What is the keto diet?

Also known as the ketogenic diet or low carb diet, the keto diet was originally studied as an intervention for epilepsy. Some recent studies are evaluating the keto diet as a dietary intervention for obesity and diabetes or metabolic conditions. The name “keto” stems from the body as it goes into ketosis. Without carbs for energy, the body breaks down fat into ketones. The ketones then become the primary source of fuel for the body including. Ketones provide energy for the heart, kidneys and other muscles. The body then also uses ketones as an alternative energy source for the brain.

What can I eat on the keto diet?

People following a keto diet can enjoy non-starchy vegetables (typically those growing above the ground), limited fruit (usually berries), fattier nuts (like almonds, macadamia, pecans, hazelnuts, walnuts) seeds, protein (in moderation), full-fat dairy (although dairy does provide some carbs from naturally occurring lactose) like butter, hard-aged cheeses, and other dairy items in moderation (plain Greek yogurt, heavy cream, full fat plain cream cheese), and no added sugars.

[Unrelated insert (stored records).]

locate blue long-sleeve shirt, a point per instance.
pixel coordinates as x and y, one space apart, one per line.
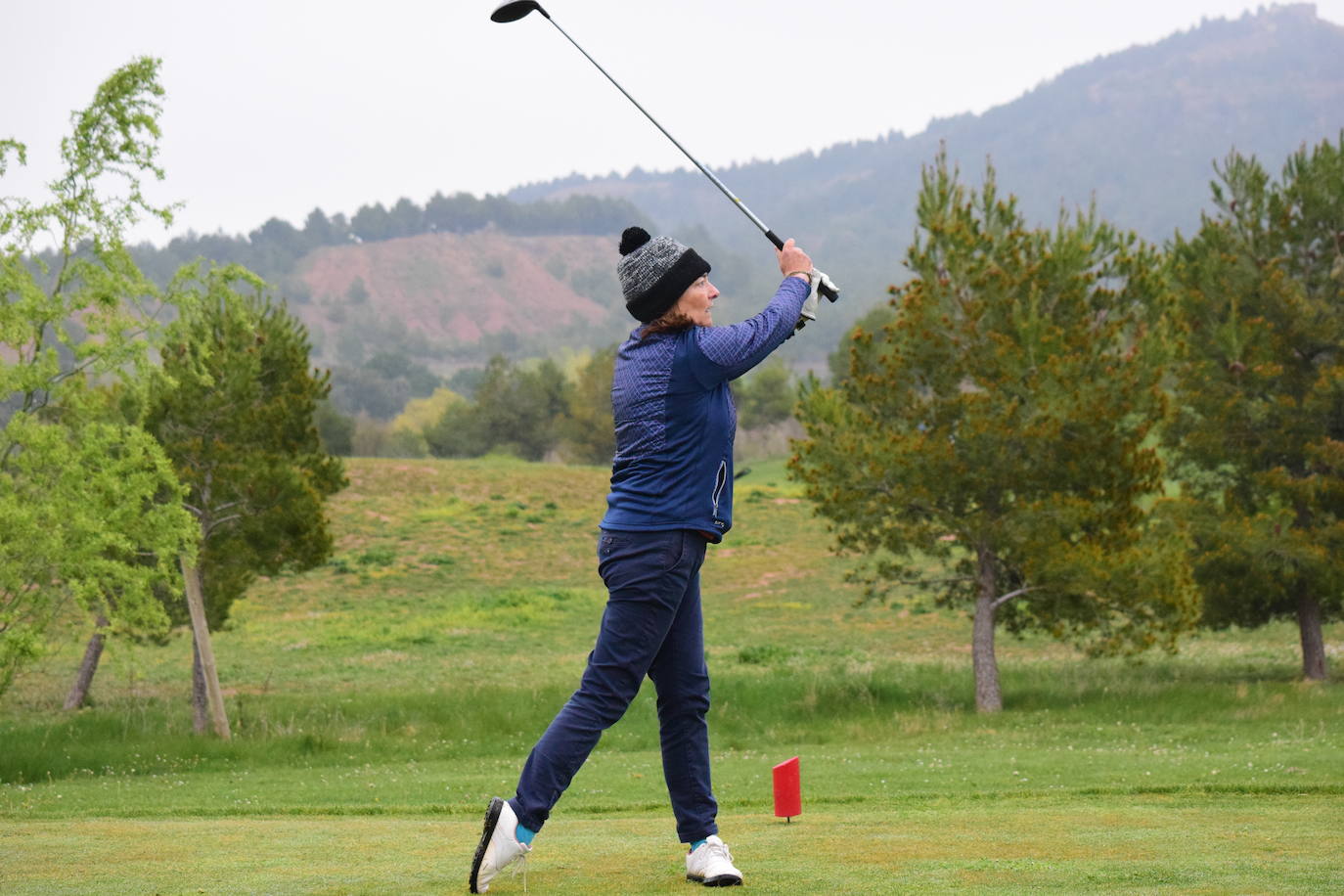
675 420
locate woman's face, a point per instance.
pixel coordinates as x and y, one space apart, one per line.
697 299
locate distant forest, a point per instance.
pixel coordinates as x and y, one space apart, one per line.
273 248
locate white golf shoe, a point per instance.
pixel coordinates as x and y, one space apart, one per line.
711 866
499 846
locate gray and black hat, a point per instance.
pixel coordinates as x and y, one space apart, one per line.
654 272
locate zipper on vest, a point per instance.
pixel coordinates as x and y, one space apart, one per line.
719 481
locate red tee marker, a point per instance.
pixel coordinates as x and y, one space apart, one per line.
787 790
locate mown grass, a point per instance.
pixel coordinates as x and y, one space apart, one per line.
380 700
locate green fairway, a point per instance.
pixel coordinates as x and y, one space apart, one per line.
381 700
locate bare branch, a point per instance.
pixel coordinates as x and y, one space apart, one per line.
1006 598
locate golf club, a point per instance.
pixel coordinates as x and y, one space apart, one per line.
515 10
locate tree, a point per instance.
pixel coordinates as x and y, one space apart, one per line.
516 411
83 515
1261 425
588 427
1000 425
237 418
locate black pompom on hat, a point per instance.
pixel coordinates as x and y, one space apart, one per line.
654 272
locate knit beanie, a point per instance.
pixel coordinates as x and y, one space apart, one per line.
654 272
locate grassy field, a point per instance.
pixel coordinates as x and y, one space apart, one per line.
381 700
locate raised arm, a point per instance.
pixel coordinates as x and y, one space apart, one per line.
732 351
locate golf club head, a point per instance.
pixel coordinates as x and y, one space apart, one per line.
515 10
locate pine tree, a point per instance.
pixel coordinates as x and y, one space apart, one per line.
237 417
1000 426
1261 424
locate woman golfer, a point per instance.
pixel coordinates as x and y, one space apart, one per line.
671 495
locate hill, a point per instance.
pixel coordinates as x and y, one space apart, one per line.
453 295
1138 130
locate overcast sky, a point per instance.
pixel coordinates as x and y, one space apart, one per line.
277 107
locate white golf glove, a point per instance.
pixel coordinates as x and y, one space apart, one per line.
809 306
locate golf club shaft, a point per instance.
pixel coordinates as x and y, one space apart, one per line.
770 234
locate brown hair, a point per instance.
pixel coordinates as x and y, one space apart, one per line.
672 321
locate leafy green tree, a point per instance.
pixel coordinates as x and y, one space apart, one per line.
1261 424
588 427
237 418
82 510
1000 427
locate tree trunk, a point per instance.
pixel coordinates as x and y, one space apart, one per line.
1314 641
197 605
988 697
200 718
87 666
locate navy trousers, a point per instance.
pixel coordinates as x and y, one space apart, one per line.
652 625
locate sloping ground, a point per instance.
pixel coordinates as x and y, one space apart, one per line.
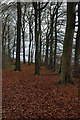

How many carbs can you eat on keto?

Keto is a high fat, moderate protein, low carbohydrate way of eating where carbs from all sources are severely restricted. With the typical goal of keeping carbs below 50 grams per day , those following a keto diet plan often consume no breads, grains or cereals. Most fruits and starchy vegetables are limited, and dairy and nuts are also limited due to carbohydrate constraints.

How do you do the keto diet?

There is not one standard, straightforward ketogenic diet approach. Due to varying individual responses to glucose intake, these diets are typically personalized. Some keto dieters stick to less than 20 grams of carbohydrate daily, while others consume 50 carbs per day, and yet others feel better at closer to 80 carbs per day. Talk with your medical provider and a registered dietitian prior to starting any new diet, eating pattern to ensure it is safe and adequate for you.

Is peanut butter keto?

Some ketogenic followers eliminate legumes completely. If you do opt for peanut butter, check the label for added sugars. Pure traditional peanut butter does provide some carbohydrates (on average ~4 grams of carbohydrate per 2 tablespoons) but it also provides “good” healthy fat (i.e. monosaturated and polyunsaturated fatty acids). If consuming peanut butter while following a low carb lifestyle, be sure to count it as part of your daily carb intake.

Is keto healthy?

That depends. What is “healthy” for one individual may not be appropriate for the next. There is not a one-size-fits-all for health. This is why working with a trusted medical professional or a registered dietitian is key to making the healthiestbest, most personalized, choices for you.